N’oublions pas l’évolution du music-hall chez Lynch, tout d’abord dans Blue Velvet, ce beau velours bleu porté par la belle chanteuse sensible, accompagnée des plus grands psychopathes machistes du siècle. Dans “Twin Peaks - Fire Walk With Me”, aux couleurs si charnelles, lorsque la chanteuse fait pleurer tous les jeunes en crises, moment suspendu dans un monde d’excès violent, moment de sensibilité hors temps quand tout va trop vite, construit autour du meurtre de la belle Laura Palmer. Ou encore “Wild At Heart”, et le métal de l’amour feu.
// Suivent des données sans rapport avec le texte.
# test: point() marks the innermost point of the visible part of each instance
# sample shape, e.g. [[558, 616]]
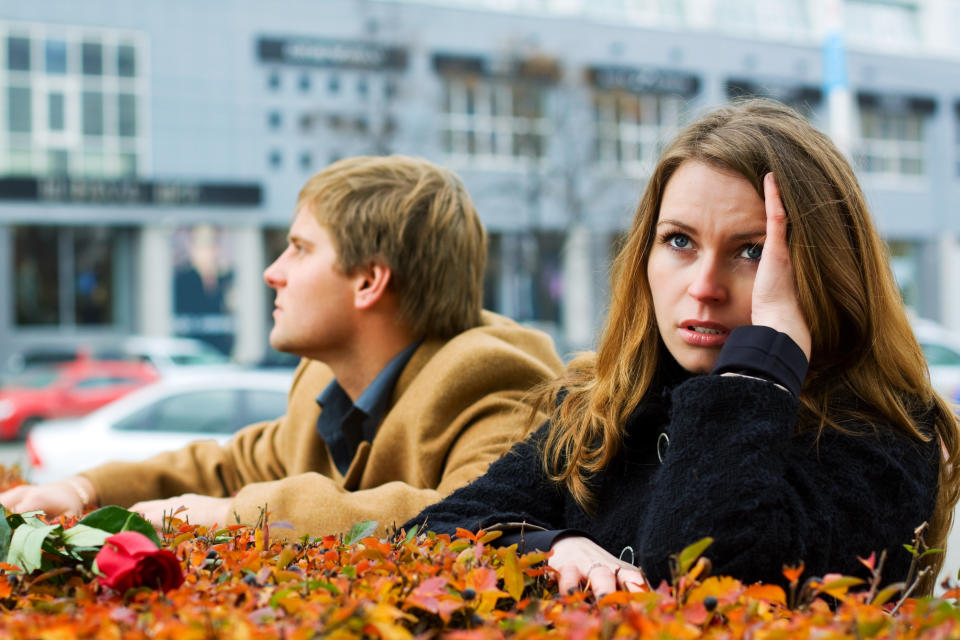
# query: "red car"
[[69, 389]]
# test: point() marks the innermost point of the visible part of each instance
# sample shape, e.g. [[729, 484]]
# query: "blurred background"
[[151, 153]]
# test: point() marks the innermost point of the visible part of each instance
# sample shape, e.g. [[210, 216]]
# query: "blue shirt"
[[344, 424]]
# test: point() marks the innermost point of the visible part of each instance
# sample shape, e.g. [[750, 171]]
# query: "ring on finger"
[[595, 564]]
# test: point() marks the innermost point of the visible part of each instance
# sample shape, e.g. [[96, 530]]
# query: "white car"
[[166, 415], [167, 354], [941, 347]]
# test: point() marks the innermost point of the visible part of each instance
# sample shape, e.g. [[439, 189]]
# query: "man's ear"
[[370, 284]]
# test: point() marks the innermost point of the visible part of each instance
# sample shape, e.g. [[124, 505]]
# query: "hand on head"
[[775, 302], [582, 563]]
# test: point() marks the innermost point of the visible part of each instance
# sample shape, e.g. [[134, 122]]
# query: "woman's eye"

Puis finalement le Silencio de Mulholland Drive, théâtre des révélations cachées entre femmes. Sans oublier le rapport de cette sensibilité féminine ignorée dans un monde froid en quête de puissance se retrouve aussi dans Inland Empire dont Lynch lui-même dit “c’est à propos d’une femme en détresse,” tournant autour de divers sujets comme la traite des femmes venues d’Europe de l’Est ou encore de femmes battues. Ainsi qu’un petit clin d’oeil à DumbLand ce dessin animé surréaliste.
Eraserhead, monde nihiliste révolu d’usines en pleines crises du 19e siècle, se mord la queue de sa propre crispation, alors que les prochaines crises pointent déjà le bout de leurs nez face à une civilisation qui se dit à chaque fois parfaite dans sa fixité, le dynamisme involontaire, c’est-à-dire l’ombre de la lumière, renforcée par le pinceau de l’artiste destructeur, met en lumière le démoniaque d’une époque de manière tout à fait sublime, et je trouve, d’un grand humour (absurde), bien que la pudibonderie de l’aveuglement voudrait encager de tels phénomènes à coup de “malaise et bizarrerie”.
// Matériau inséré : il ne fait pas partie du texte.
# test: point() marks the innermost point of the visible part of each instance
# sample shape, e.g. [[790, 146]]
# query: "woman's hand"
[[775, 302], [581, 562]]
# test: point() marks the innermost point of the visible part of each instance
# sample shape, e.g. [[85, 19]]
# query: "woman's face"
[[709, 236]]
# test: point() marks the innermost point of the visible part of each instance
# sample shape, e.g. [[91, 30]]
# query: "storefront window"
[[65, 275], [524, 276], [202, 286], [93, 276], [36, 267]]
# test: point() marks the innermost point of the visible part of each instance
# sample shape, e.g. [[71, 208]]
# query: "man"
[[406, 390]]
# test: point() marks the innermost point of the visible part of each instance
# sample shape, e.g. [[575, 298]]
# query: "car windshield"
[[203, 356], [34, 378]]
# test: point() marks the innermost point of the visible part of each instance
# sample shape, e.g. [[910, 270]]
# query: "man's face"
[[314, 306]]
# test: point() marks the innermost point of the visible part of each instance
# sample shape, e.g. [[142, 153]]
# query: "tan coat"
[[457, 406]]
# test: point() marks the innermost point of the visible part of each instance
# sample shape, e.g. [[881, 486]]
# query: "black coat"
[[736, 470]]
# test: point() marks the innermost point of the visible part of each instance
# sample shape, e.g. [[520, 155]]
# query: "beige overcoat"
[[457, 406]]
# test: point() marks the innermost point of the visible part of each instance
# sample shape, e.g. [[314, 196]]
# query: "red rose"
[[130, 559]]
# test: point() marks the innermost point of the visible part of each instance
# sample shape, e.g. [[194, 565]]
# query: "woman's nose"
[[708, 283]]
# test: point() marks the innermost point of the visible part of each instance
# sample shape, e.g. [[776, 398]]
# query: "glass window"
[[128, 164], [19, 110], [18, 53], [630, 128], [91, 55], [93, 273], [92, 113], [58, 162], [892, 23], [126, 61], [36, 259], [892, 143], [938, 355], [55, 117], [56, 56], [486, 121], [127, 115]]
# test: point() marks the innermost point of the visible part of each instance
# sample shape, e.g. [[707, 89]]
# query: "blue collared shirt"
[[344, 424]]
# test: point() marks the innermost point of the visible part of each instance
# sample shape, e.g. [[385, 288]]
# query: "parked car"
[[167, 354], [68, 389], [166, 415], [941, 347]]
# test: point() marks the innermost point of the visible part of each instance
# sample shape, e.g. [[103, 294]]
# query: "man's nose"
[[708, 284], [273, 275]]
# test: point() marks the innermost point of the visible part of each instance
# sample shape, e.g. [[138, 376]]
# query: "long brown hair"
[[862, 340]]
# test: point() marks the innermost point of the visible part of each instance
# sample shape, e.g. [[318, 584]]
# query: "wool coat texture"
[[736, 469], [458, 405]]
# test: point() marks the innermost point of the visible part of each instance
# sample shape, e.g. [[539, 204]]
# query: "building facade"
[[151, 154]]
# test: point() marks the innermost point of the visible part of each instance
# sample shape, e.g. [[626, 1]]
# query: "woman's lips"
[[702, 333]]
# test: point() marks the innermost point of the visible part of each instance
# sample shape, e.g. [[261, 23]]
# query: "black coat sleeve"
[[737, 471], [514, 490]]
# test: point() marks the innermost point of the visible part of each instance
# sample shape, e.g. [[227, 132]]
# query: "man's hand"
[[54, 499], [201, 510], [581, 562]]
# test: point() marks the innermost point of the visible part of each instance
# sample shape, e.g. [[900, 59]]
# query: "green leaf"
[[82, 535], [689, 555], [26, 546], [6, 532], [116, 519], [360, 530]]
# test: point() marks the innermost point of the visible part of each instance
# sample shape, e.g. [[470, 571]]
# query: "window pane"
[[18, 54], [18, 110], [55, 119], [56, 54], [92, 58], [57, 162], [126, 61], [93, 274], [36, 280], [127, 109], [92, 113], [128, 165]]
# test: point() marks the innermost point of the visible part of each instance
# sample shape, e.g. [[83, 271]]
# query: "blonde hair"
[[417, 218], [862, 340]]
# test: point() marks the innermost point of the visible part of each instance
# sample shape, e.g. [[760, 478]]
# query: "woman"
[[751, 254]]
Car ce qui semblait être un problème d’apparence, devient un problème d’époque, ses enfants : les pères Descartiens, poussés par la conquête de la volonté du “Je pense, donc je suis”, c’est à dire une unilatéralité de l’esprit de volonté sortie de son instinct, se réclame comme “maître et possesseur de la nature” relèguent comme Descartes lui-même, les fonctions psychiques plus basses comme celle du sentiment (et pas que), ce sentimentalisme hystérique, c’est-à-dire en tant qu’ombre.
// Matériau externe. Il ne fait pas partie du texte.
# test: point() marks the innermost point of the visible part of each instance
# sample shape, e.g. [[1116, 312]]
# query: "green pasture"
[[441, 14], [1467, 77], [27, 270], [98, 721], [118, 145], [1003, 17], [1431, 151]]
Dans cette explosion de lumière, Henry s’accroche à cet amour possible, comme le dernier rempart vers une nouvelle lumière. Comme si dans un monde dominé par l’a-mondialisation le dernier résidu d’âme serait avec la chanteuse de cabaret, mettant en avant l’importance de pouvoir être capable de distinction entre le faux rêve disneylandien, et la réelle magie d’un quelque chose qui unit. Projection finale de l’oeuvre, comme si derrière les apparats hystériques au premier abord de la féminité se cachait quelque chose de beaucoup plus profond, et beaucoup moins unilatéral qu’on ne le pense.